Adam Carroll, |
(Down Hole, 2002)
Describing Adam Carroll is like trying to tell a long joke. One of those uncomfortable rambling ones, where you fall down laughing halfway through, your friend doesn't get it, and you end lamely with "You had to be there." You can explain why it's supposed to be funny, but only by sharing the experience can they share in the humor. Happily, Adam Carroll had the kindness to record his Live show, so you can share the joke without having to explain.

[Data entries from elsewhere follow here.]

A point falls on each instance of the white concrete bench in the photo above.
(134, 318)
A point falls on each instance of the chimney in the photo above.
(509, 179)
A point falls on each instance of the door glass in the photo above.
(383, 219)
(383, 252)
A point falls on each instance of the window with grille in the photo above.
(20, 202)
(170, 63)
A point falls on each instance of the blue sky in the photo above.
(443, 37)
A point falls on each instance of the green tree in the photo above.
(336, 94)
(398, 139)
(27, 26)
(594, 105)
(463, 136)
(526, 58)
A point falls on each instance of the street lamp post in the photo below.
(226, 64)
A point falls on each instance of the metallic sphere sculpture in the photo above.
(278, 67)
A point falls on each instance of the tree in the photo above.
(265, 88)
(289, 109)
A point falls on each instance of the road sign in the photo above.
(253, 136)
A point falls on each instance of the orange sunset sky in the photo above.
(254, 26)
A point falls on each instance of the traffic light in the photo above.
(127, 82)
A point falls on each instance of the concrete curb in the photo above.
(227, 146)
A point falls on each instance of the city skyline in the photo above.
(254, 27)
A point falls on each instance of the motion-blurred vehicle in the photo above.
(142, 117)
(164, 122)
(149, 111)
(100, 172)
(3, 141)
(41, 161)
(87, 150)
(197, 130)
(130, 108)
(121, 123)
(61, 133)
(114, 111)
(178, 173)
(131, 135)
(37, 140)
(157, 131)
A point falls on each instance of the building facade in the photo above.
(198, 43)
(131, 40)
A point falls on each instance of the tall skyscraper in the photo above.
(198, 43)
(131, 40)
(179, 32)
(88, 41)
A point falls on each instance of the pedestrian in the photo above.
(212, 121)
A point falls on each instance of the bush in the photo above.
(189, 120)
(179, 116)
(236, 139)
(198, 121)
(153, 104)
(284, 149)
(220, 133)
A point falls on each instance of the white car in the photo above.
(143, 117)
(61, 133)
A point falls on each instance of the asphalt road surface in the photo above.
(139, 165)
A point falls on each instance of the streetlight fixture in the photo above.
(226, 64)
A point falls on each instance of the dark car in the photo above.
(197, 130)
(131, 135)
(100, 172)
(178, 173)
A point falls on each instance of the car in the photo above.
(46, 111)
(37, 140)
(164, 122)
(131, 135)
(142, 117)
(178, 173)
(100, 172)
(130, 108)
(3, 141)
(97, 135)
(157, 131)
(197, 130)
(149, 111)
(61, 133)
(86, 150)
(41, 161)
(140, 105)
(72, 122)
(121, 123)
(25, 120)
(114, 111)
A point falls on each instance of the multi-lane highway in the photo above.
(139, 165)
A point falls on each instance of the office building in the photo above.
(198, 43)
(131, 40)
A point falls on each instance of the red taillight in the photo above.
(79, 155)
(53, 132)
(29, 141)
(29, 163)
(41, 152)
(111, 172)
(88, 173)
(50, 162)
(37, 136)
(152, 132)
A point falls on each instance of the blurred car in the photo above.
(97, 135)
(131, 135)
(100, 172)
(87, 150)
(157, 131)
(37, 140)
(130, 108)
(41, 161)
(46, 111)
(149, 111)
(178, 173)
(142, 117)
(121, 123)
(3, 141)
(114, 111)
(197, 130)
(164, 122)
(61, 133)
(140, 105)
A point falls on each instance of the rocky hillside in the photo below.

Most of the songs on this album shouldn't work. Who wants to hear another song about flower children gone to seed like those in "Red Bandana Blues"? But Carroll brings a sense of humor to both his lyrics and his performance that redeem even groaners like "Snow Cone Man," which is driven by cramming in the phrase "snow cone" as many times as humanly possible. "Legs" is a perversely thoughtful ode to a woman Carroll took publicity photographs with. And does anyone besides Carroll and me remember that "Blondie" started her comics career as a flapper?
Even the more sedate songs, like "Silver Lake Side," which is sort of a love song, and "Screen Door," from the heart of a dishwasher losing the waitress of his dreams, have the power to bring out a chuckle. If you're not laughing out loud at the image of "Elvis" hitting on a waitress or the bizarre karma laid out in "Bubblegum," you may not be biologically human.
Just because Carroll can write some slick lyrics and tell a great story doesn't mean he can't play up a storm. The range of tunes may not be as bizarre as the range of subjects, but it's a fine spread nonetheless. "Smoky Mountain Taxi" has a slow, folksy feel that ends with a madcap guitar solo. The hard luck worker in "Cane River Blues" sets his story to a fast rocking tune that would do Johnny Cash proud. "South of Town" has a strong bluesy feel to match its tale of love gone off and slack living.
Match great storytelling and memorable music with a cheerfully surreal sense of humor, and you have a performance that has to be heard to be believed. Live has all the fun of a live show without the annoyance of a fellow patron spilling drinks down your back. Pick up the album and share the joke. It's worth the cover price.